ORLANDO, Floride — Les groupes environnementaux affirment que l’attente de la fermeture d’un centre de détention pour migrants au milieu des Everglades de Floride, peut-être dans un mois ou deux, n’est pas un hasard, car cela survient alors que leur procès contestant son existence revient devant un juge fédéral qui a ordonné sa fermeture.
Une cour d’appel fédérale a décidé le mois dernier de maintenir ouverte pour le moment la prison surnommée “Alligator Alcatraz”, annulant la décision d’un tribunal inférieur de suspendre ses opérations.
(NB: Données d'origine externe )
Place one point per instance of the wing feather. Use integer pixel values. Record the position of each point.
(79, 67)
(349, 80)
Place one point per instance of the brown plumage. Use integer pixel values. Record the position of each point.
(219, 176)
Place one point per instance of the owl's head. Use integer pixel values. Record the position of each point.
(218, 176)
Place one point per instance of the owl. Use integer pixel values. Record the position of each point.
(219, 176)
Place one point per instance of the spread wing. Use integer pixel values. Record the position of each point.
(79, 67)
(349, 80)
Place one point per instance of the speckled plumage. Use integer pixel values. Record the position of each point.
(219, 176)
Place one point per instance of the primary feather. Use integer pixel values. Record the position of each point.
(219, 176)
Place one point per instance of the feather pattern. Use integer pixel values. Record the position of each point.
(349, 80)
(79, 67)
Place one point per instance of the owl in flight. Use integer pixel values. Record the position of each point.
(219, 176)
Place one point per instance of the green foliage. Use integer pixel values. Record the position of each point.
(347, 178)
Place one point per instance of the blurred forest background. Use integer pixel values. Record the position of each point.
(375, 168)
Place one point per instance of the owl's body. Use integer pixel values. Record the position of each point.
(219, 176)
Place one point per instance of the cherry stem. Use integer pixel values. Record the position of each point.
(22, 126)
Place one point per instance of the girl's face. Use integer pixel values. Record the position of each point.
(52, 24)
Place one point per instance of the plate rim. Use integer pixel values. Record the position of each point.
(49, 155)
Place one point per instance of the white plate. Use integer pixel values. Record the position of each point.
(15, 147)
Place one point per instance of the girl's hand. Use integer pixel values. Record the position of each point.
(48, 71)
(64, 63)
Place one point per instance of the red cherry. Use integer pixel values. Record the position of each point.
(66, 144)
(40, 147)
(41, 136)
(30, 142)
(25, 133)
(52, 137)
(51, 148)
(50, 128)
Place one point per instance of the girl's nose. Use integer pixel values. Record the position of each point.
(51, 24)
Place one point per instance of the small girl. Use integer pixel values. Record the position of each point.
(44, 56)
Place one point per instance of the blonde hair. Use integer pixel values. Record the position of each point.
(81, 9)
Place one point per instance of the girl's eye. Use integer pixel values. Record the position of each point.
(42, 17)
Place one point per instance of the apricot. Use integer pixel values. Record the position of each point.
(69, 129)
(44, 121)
Mais l’affaire a été renvoyée devant un juge d’un tribunal inférieur qui se chargera de l’affaire pendant que le procès sur la propriété se poursuit.
“Sachant que le juge de district a déclaré avant l’opération que l’enquête serait répétée, les accusés brandissent un drapeau blanc”, a déclaré Paul Schwiep, avocat des groupes environnementaux qui ont intenté une action en justice, affirmant que la construction du bâtiment n’avait pas fait l’objet d’une évaluation environnementale requise.
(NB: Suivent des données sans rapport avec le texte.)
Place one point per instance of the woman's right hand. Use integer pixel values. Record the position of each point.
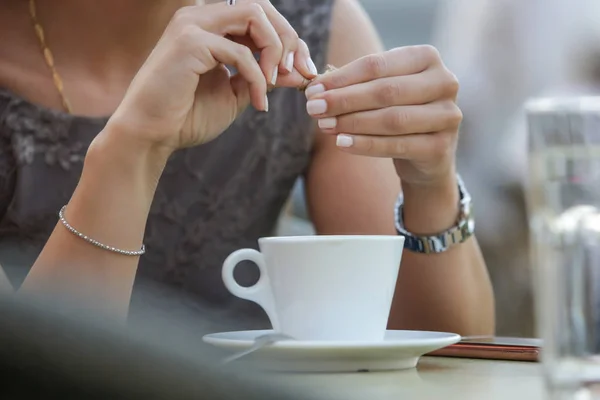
(184, 96)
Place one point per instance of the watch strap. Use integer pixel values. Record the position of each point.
(440, 242)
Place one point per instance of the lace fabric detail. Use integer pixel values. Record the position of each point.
(210, 201)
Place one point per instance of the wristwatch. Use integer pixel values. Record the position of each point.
(464, 228)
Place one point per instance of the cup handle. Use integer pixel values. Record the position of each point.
(260, 292)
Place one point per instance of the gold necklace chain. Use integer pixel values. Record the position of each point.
(39, 31)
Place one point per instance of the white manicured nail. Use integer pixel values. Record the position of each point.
(312, 67)
(327, 123)
(314, 89)
(316, 107)
(289, 61)
(344, 141)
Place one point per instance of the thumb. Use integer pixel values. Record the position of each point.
(241, 89)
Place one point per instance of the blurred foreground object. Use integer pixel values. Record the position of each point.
(564, 214)
(46, 354)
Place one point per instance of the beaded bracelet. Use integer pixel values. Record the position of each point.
(94, 242)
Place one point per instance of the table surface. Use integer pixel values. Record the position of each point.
(434, 377)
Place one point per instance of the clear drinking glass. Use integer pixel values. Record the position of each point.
(564, 215)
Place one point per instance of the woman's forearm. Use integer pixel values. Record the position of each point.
(111, 205)
(459, 296)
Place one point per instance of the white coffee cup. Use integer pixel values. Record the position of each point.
(330, 288)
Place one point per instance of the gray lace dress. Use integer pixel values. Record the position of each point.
(211, 200)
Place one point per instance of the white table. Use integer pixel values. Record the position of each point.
(434, 378)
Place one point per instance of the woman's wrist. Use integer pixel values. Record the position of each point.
(431, 208)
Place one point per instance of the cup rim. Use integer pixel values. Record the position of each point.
(330, 238)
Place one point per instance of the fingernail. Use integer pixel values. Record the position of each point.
(274, 75)
(314, 89)
(289, 61)
(312, 67)
(316, 107)
(344, 141)
(327, 123)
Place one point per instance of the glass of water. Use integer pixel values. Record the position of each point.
(564, 214)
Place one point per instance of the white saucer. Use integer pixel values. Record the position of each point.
(399, 350)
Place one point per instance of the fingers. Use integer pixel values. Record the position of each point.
(303, 62)
(399, 120)
(397, 91)
(414, 147)
(287, 34)
(241, 57)
(245, 19)
(400, 61)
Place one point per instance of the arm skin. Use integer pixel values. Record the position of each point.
(350, 194)
(117, 184)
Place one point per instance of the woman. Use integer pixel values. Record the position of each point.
(486, 44)
(234, 167)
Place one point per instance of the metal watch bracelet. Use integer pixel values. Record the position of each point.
(441, 242)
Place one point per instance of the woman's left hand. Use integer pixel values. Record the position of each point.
(399, 104)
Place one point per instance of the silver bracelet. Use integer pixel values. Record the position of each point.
(96, 243)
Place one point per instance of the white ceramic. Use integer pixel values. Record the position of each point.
(323, 287)
(399, 350)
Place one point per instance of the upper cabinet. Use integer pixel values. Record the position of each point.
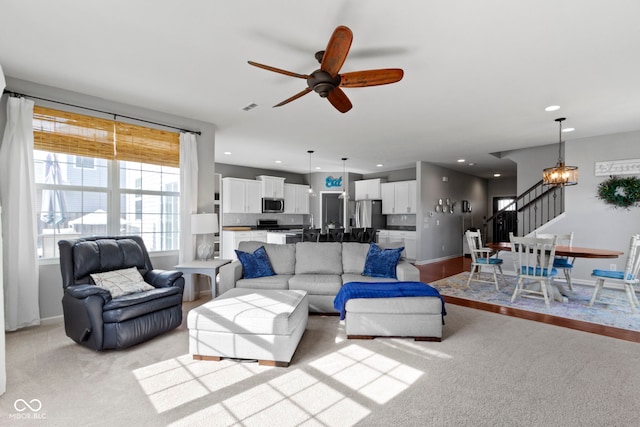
(368, 189)
(241, 196)
(272, 186)
(296, 198)
(399, 197)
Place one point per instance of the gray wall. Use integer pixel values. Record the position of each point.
(595, 223)
(50, 280)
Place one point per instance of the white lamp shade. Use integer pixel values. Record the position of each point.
(204, 223)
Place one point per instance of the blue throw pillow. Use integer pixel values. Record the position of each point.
(256, 264)
(382, 262)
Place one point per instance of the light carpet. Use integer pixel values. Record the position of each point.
(576, 307)
(489, 370)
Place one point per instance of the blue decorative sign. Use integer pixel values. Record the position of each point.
(331, 182)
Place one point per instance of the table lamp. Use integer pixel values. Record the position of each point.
(204, 224)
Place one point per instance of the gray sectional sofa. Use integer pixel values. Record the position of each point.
(318, 268)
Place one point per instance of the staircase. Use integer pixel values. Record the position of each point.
(533, 208)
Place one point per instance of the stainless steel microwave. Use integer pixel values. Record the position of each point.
(270, 205)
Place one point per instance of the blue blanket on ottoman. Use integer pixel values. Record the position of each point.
(383, 290)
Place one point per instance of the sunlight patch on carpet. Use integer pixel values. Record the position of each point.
(376, 377)
(292, 399)
(175, 382)
(577, 307)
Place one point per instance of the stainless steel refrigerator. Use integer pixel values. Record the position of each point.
(369, 214)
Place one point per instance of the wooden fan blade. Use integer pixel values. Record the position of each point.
(371, 77)
(337, 50)
(278, 70)
(339, 99)
(294, 97)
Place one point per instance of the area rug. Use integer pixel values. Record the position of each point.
(576, 308)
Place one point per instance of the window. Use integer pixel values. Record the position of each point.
(101, 177)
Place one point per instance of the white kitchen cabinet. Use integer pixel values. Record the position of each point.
(241, 196)
(296, 198)
(368, 189)
(272, 186)
(231, 240)
(388, 196)
(399, 197)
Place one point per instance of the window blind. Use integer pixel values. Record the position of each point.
(87, 136)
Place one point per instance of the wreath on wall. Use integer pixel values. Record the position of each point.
(620, 192)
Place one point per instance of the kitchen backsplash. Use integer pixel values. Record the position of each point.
(401, 220)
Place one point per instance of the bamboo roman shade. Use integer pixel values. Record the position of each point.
(80, 135)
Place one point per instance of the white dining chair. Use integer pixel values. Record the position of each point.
(628, 278)
(482, 257)
(533, 262)
(562, 262)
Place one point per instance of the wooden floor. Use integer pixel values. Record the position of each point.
(440, 270)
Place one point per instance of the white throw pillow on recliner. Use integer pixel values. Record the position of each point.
(121, 282)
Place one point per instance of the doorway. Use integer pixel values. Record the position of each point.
(332, 208)
(507, 221)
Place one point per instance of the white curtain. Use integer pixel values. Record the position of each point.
(188, 203)
(17, 196)
(3, 357)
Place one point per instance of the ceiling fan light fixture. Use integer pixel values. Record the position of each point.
(311, 192)
(560, 175)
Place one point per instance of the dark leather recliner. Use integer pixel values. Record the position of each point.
(92, 317)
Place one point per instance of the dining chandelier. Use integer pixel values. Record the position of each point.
(560, 175)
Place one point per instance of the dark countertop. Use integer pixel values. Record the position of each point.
(271, 228)
(401, 227)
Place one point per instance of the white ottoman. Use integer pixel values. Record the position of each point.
(266, 325)
(419, 317)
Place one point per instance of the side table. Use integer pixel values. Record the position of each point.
(208, 268)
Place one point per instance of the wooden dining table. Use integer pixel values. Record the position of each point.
(559, 293)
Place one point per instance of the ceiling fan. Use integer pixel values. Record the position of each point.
(327, 81)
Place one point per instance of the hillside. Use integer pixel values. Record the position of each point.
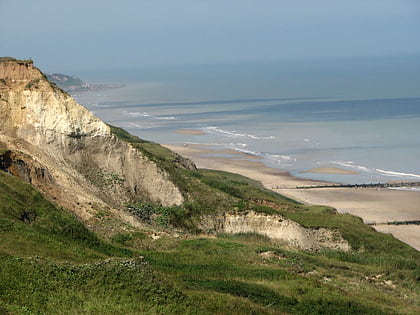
(94, 220)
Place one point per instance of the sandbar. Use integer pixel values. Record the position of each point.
(374, 206)
(193, 132)
(331, 170)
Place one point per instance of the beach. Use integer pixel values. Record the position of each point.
(375, 206)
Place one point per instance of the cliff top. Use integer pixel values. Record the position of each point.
(11, 59)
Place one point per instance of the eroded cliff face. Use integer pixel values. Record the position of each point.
(86, 164)
(276, 227)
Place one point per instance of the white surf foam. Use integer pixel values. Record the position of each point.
(234, 134)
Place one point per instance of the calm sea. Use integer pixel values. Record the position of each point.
(356, 114)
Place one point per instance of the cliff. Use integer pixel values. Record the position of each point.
(50, 136)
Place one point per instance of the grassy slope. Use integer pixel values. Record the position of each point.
(49, 263)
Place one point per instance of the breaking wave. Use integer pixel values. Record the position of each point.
(234, 134)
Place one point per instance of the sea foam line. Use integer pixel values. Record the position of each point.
(227, 133)
(350, 164)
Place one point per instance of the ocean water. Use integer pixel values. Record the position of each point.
(360, 115)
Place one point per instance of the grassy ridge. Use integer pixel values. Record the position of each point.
(51, 264)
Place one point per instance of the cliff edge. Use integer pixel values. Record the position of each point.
(65, 151)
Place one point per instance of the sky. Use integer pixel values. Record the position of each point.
(97, 34)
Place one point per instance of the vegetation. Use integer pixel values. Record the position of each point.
(51, 264)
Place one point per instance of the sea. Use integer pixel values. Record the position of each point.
(358, 114)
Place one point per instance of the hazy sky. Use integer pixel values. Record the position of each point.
(92, 34)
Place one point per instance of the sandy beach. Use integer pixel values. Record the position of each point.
(373, 205)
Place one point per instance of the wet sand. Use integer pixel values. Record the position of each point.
(371, 204)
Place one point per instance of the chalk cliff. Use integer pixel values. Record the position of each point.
(68, 153)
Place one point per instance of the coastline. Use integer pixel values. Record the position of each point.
(374, 206)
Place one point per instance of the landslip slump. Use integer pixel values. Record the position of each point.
(77, 148)
(276, 227)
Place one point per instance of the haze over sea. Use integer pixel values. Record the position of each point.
(359, 114)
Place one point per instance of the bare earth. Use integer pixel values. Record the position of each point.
(372, 205)
(331, 170)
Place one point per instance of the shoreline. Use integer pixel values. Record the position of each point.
(373, 205)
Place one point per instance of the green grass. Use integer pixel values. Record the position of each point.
(51, 264)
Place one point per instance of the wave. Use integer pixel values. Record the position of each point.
(137, 114)
(393, 173)
(142, 125)
(351, 165)
(405, 188)
(164, 117)
(234, 134)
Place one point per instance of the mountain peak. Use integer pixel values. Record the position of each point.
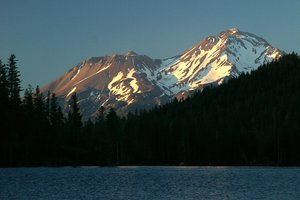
(131, 53)
(230, 32)
(131, 81)
(233, 30)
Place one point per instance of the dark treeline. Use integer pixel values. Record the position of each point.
(250, 120)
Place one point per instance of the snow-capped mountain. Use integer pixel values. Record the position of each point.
(131, 81)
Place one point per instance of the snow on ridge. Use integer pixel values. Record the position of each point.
(122, 91)
(71, 92)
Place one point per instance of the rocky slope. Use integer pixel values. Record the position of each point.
(131, 81)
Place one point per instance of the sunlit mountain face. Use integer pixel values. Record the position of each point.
(132, 82)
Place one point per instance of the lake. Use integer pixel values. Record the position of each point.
(150, 183)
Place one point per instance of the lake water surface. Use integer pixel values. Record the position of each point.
(150, 183)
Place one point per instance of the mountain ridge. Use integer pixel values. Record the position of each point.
(132, 81)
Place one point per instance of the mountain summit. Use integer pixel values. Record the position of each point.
(132, 81)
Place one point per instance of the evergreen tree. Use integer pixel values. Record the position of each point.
(28, 102)
(56, 117)
(74, 116)
(4, 102)
(14, 82)
(3, 85)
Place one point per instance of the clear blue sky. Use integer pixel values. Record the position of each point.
(50, 36)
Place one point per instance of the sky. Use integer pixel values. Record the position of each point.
(49, 37)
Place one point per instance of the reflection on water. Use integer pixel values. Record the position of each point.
(132, 182)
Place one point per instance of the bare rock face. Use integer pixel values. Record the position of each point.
(132, 82)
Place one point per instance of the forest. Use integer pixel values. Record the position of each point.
(251, 120)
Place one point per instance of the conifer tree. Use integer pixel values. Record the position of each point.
(74, 116)
(28, 101)
(55, 116)
(14, 82)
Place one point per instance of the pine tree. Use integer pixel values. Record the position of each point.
(4, 101)
(55, 116)
(74, 116)
(3, 84)
(14, 82)
(28, 101)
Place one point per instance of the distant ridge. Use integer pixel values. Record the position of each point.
(132, 81)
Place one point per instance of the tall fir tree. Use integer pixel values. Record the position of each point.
(56, 116)
(4, 102)
(74, 116)
(14, 82)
Interrogé mercredi sur l’avenir de l’établissement fédéral et ses coûts, le gouverneur de Floride, Ron DeSantis, a déclaré qu’il n’avait pas reçu de « message officiel » selon lequel les autorités cesseraient d’envoyer des détenus dans le centre.
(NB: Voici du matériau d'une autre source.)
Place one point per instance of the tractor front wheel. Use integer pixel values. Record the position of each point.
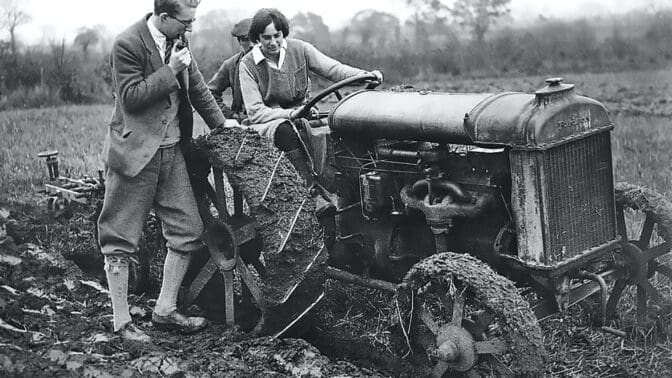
(458, 316)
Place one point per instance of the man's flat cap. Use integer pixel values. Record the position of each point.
(242, 28)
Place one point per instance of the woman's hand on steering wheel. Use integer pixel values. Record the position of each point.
(371, 79)
(314, 113)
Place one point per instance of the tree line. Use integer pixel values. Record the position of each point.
(466, 38)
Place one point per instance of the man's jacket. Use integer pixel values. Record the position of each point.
(142, 85)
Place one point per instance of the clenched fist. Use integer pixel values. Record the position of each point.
(179, 59)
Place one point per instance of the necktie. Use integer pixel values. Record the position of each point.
(169, 49)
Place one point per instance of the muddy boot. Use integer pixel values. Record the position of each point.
(325, 202)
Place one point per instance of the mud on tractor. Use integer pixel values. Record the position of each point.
(483, 212)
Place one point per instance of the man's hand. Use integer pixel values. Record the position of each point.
(179, 59)
(314, 113)
(378, 74)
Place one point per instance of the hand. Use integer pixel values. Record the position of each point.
(378, 74)
(179, 59)
(314, 113)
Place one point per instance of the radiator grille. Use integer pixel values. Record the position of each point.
(578, 205)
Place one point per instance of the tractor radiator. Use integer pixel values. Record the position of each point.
(563, 199)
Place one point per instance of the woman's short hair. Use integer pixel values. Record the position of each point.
(263, 18)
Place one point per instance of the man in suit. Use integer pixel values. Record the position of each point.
(156, 84)
(227, 75)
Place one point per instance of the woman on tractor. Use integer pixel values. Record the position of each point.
(275, 85)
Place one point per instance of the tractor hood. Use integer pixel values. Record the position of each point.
(553, 115)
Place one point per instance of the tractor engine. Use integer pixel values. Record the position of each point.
(508, 177)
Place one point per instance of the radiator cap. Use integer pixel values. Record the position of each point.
(554, 85)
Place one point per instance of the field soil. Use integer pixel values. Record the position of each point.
(55, 318)
(55, 313)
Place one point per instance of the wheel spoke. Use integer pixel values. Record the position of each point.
(647, 230)
(620, 215)
(446, 301)
(663, 269)
(615, 296)
(656, 251)
(439, 369)
(648, 289)
(641, 303)
(494, 346)
(458, 311)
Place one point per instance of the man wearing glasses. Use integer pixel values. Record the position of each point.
(227, 75)
(156, 84)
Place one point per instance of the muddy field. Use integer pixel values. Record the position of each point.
(55, 314)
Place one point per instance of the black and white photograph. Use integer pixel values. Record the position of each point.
(380, 188)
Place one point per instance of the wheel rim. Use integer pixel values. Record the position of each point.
(469, 319)
(645, 225)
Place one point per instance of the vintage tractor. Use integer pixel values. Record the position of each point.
(482, 212)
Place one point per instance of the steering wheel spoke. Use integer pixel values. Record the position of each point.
(369, 78)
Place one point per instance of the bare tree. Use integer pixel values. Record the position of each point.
(375, 28)
(479, 15)
(85, 38)
(476, 15)
(12, 17)
(311, 28)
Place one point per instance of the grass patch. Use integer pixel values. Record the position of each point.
(77, 132)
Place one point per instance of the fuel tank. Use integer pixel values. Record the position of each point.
(552, 115)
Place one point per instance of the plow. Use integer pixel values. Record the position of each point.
(481, 213)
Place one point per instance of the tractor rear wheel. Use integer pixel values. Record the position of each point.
(644, 221)
(459, 316)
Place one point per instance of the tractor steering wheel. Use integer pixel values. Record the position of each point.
(370, 79)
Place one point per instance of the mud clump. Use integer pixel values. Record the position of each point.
(295, 263)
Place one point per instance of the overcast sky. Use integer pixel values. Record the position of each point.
(57, 19)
Mais les vendeurs qui fournissent et aident à gérer le bâtiment ont annoncé qu’il fermerait le mois prochain, selon les rapports du New York Times et de CBS News Miami. Le Département de gestion des urgences de Floride, qui gère le centre de détention, n’a pas répondu mercredi à une demande par courrier électronique. L’attachée de presse du gouverneur républicain, Molly Best, a renvoyé les questions concernant le bâtiment au bureau de gestion des urgences de l’État.
“Nous n’avons pas construit de bâtiment permanent là-bas parce que nous savions que c’était temporaire”, a déclaré DeSantis mercredi lors d’une conférence de presse à Titusville, en Floride.
L’administration DeSantis a ouvert l’établissement en juillet pour soutenir l’interdiction d’immigration de l’administration du président Trump, qui s’est étendue à la prison l’été dernier. L’avocat des deux détenus a accusé les gardiens d’agression et de pulvérisation de poivre. Certains détenus ont déclaré qu’il y avait des vers dans la nourriture, que les toilettes ne fonctionnaient pas et qu’il y avait des mouches et autres insectes partout.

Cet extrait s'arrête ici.